Between thirty and forty leagues from the ruin of
La Navidad opened to us a fair, large harbor where
two rivers entered the sea. There was a great
forest and bright protruding rock, and across the
south the mountains. When we landed and explored
we found a small Indian village that had only vaguely
heard that gods had descended. Forty leagues
across these forests is a long way. They had heard
a rumor that the cacique of Guarico liked the mighty
strangers and Caonabo liked them not, but as yet knew
little more. The harbor, the land, the two rivers
pleased us. “Here we will build,”
quoth the Viceroy, “a city named Isabella.”
CHAPTER XXIX
CHRISTMASTIDE, a year from the sinking of the Santa
Maria, came to nigh two thousand Christian men
dwelling in some manner of houses by a river in a
land that, so short time before, had never heard the
word “Christmas.” Now, in Spain and
elsewhere, men and women, hearing Christmas bells,
might wonder, “What are they doing—are
they also going to mass—those adventurers
across the Sea of Darkness? Have they converted
the Indies? Are they moving happily in the golden,
spicy lands? Great marvel! Christ now is
born there as here!”
Juan Lepe chanced to be walking in the cool of the
evening with Don Francisco de Las Casas, a sensible,
strong man, not unread in the philosophers. He
spoke to me of his son, a young man whom he loved,
who would sooner or later come out to him to Hispaniola,
if he, the elder, stayed here. So soon as this
we had begun to speak thus, “Come out to Hispaniola.”

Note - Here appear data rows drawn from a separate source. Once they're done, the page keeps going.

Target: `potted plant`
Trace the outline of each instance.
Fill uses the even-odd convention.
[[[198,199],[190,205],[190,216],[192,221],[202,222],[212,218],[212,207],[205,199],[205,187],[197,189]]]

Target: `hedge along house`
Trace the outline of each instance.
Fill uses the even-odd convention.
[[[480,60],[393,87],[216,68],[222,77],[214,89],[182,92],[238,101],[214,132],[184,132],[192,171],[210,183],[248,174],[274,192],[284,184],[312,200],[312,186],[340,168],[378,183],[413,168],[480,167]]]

“Come out to Isabella in Hispaniola.”
What a strong wind is life, leaping from continent
to continent and crying, “Home wherever I can
breathe and move!” This young man was Bartolome,
then at Salamanca, at the University. Bartolome
de Las Casas, whom Juan Lepe should live to know and
work with. But this evening I heard the father
talk, as any father of any promising son.
With us, too, was Don Juan Ponce de Leon, who had
a story out of Mandeville of a well by the city of
Polombe in Prester John’s country. If you
drank of the well, though you were dying you would
never more have sickness, and though you were white-bearded
you would come young again!
The palms waved above Isabella that was building behind
the camp by the river. It was beginning, it was
planned out; the stone church, the stone house of
the Viceroy were already breast-high. A Spanish
city building, and the bells of Europe ringing.